The other type of "key man" insurance often referred to is cross insurance on the lives of various directors/shareholders so that should they die or become ill there are funds available to the other shareholders to purchase the dying/sick shareholder's interest in the company.
Both have different functions in different companies. You may need both or you may need none.
What professional advisers will you use and which bank? You often want to nominate a bank, an accountant, auditor or solicitor so they are the people you will be using unless you agree otherwise.
The agreement often sets out the duties of shareholders to respect the confidentiality of the company's information and intellectual property.

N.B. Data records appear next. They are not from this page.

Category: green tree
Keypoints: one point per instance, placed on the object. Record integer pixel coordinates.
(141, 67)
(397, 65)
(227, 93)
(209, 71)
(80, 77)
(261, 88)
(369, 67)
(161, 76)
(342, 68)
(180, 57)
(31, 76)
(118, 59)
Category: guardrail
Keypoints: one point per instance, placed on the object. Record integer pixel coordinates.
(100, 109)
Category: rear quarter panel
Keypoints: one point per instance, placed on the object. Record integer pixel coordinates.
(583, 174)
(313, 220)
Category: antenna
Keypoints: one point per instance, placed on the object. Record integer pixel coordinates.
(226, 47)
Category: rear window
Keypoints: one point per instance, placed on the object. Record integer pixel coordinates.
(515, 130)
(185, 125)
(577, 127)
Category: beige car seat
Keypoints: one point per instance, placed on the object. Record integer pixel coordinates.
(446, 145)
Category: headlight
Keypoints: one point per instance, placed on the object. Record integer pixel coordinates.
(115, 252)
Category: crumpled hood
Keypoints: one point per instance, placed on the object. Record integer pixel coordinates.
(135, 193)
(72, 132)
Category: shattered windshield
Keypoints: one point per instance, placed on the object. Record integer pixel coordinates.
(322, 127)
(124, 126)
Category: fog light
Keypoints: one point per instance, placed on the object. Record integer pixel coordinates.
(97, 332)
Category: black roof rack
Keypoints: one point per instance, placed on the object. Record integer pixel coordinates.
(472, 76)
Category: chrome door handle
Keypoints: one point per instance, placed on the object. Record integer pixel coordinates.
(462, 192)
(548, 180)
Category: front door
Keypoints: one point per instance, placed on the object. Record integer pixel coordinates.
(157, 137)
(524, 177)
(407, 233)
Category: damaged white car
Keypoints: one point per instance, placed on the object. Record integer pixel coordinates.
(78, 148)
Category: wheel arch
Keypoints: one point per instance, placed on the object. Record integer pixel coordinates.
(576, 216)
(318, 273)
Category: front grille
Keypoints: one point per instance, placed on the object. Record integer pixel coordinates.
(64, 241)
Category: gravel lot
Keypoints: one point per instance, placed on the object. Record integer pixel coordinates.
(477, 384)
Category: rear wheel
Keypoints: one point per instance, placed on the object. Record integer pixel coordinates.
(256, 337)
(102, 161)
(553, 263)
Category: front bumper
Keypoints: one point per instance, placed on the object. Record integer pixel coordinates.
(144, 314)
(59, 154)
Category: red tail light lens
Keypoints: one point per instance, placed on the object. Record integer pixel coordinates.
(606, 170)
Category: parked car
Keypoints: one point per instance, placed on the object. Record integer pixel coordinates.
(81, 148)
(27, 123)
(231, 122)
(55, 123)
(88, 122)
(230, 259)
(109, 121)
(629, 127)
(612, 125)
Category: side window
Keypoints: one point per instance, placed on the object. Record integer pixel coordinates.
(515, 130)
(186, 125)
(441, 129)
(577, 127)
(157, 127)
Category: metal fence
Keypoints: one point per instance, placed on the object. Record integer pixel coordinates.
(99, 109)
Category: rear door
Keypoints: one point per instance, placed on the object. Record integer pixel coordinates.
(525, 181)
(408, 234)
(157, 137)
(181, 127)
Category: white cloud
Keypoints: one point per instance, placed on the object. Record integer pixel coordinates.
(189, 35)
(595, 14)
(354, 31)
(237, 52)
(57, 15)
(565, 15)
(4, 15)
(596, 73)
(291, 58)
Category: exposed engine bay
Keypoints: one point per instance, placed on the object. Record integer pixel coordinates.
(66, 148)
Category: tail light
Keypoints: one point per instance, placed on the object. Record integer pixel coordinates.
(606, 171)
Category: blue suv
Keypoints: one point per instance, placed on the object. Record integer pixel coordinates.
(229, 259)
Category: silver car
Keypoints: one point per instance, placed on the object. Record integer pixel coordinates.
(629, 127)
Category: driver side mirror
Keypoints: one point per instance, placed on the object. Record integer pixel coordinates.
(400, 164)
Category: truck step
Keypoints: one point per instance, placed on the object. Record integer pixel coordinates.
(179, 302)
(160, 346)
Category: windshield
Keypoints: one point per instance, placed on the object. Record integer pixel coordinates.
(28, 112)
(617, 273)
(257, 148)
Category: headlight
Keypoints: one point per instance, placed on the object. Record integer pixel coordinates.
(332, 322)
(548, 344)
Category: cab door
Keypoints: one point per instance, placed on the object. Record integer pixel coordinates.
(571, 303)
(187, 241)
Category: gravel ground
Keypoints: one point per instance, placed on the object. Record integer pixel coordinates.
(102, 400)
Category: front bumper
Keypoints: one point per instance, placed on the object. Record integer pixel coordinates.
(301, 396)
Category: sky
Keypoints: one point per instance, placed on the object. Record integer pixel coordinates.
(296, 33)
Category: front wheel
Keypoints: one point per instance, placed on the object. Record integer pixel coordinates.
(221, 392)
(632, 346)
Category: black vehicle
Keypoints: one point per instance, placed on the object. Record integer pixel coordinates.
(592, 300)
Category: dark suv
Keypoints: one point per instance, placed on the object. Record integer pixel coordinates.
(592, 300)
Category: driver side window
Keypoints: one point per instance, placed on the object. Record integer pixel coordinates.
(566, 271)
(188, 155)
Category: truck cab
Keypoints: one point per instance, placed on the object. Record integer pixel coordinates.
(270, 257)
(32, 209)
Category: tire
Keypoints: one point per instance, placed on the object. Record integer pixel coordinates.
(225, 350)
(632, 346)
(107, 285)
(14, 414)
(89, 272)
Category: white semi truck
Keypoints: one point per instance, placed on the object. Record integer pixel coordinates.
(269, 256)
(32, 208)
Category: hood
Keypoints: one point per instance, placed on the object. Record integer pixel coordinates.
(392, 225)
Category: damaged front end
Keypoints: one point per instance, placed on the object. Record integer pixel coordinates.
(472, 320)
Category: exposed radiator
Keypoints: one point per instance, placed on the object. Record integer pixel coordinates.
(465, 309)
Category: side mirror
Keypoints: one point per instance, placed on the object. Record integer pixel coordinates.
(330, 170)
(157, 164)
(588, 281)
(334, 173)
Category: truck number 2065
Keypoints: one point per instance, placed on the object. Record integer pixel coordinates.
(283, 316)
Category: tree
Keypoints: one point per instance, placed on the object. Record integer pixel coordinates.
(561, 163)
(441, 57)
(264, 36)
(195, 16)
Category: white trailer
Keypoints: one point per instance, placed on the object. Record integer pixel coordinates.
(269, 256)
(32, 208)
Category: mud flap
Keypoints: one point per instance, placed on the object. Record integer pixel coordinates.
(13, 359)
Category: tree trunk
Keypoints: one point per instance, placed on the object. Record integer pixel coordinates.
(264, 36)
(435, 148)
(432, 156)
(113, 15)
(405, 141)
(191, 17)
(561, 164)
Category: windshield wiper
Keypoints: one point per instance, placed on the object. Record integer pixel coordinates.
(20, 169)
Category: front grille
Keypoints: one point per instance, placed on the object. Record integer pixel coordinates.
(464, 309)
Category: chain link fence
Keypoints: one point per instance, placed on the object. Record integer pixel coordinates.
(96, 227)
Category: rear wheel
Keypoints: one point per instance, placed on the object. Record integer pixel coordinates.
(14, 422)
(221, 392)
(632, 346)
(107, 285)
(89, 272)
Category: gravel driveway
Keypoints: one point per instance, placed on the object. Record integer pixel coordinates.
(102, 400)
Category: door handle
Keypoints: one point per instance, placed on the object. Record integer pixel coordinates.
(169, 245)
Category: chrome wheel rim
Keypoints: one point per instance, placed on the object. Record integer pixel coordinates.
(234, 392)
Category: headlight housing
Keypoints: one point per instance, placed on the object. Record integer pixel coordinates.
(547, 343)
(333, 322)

As well as the above, shareholders' agreements often cover many other matters but are tailored to reflect the future plans of the company, having regard to the age, financial position, expertise and personalities of the shareholders. Remember the aim of a shareholders' agreement is to bring some certainty to the business relationship so that shareholders can work with some confidence as to how the company will be run and, if there is a falling out, to provide a mechanism for that falling out to be dealt with, as painlessly as possible.
Having a shareholders' agreement:
- Makes the partners think about and address issues at the right time, earlier rather than later
- Can create confidence between partners
- Can help avoid disagreements becoming expensive arguments.